For decades, municipal bond insurers like MBIA, Ambac, FSA and Assured Guaranty were the big kahunas of muniland. They used their AAA balance sheets to stand behind smaller, lower-rated issuers. These small issuers were able to pay a lower yield when they brought their bonds to market after they paid a small insurance premium to the bond insurer for its service. Everyone in the market loved it because at least half of the market was AAA-rated, based on the insurer wrap, making investing and trading very easy for everyone. With insured bonds, you didn’t need to differentiate between a bond rated A or bond rated AA- when trying to figure out a price, because they all carried the AAA wrap.
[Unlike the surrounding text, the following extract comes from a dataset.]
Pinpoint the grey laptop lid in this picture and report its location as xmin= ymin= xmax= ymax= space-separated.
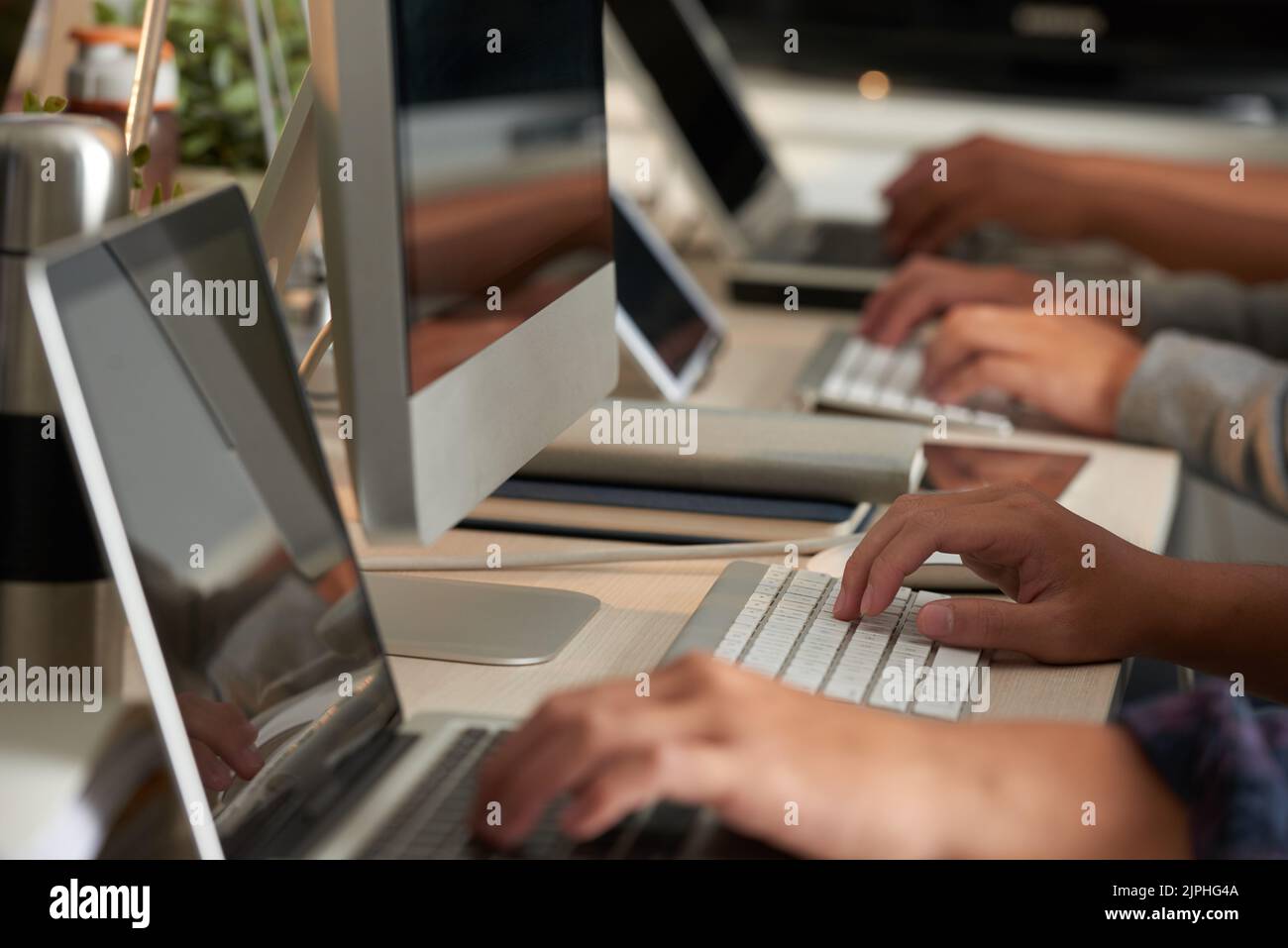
xmin=29 ymin=188 xmax=399 ymax=857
But the bond insurers all blew up during the financial crisis because they had heard the siren song of Wall Street and in their greed insured a lot of mis-rated mortgage-backed securities (MBS). As their losses on MBS rose and their capital base eroded, the insurers were stripped of their gold-plated AAA ratings and a number of them failed. Only Assured Guaranty and MBIA were left standing, but MBIA is not writing new policies, and Assured Guaranty has been the only insurer still writing insurance for cities and other municipal entities until recently. In July Build America Mutual (BAM), a new firm staffed by former executives of Assured, was formed.
BAM is structured as a “mutual” insurance firm whereby the cities and towns that have insurance policies written on them own the firm. The towns that buy insurance for their bonds pay a fee composed of two parts. One is the actual insurance premium that goes into a pool to cover losses for any policyholder in the mutual. The second part of the fee is a surplus charge, with the charges pooled together to create greater claims-paying ability. Here is how BAM describes it:
Each municipal issuer will become a “member” of BAM by purchasing insurance to lower its cost of borrowing. The cost of the policy will represent both a risk premium and a contribution to BAM’s surplus (a “Member Surplus Contribution”), which fund the growth of BAM’s claims-paying resources.
This is a very good setup and should create like-mindedness among policyholders as they jointly share risks for their debt commitments. There are, of course, the expenses of running the enterprise that policyholders would have to share, such as the cost of management. What is unclear is how much interest policyholders would have to pay for the $500 million in surplus notes that the mutual issued to White Mountain Insurance Group to raise initial capital for the mutual (plus an additional $100 million pledged in collateral trusts). Surplus notes are debt-like instruments issued by mutual insurers to raise equity to start up a mutual firm.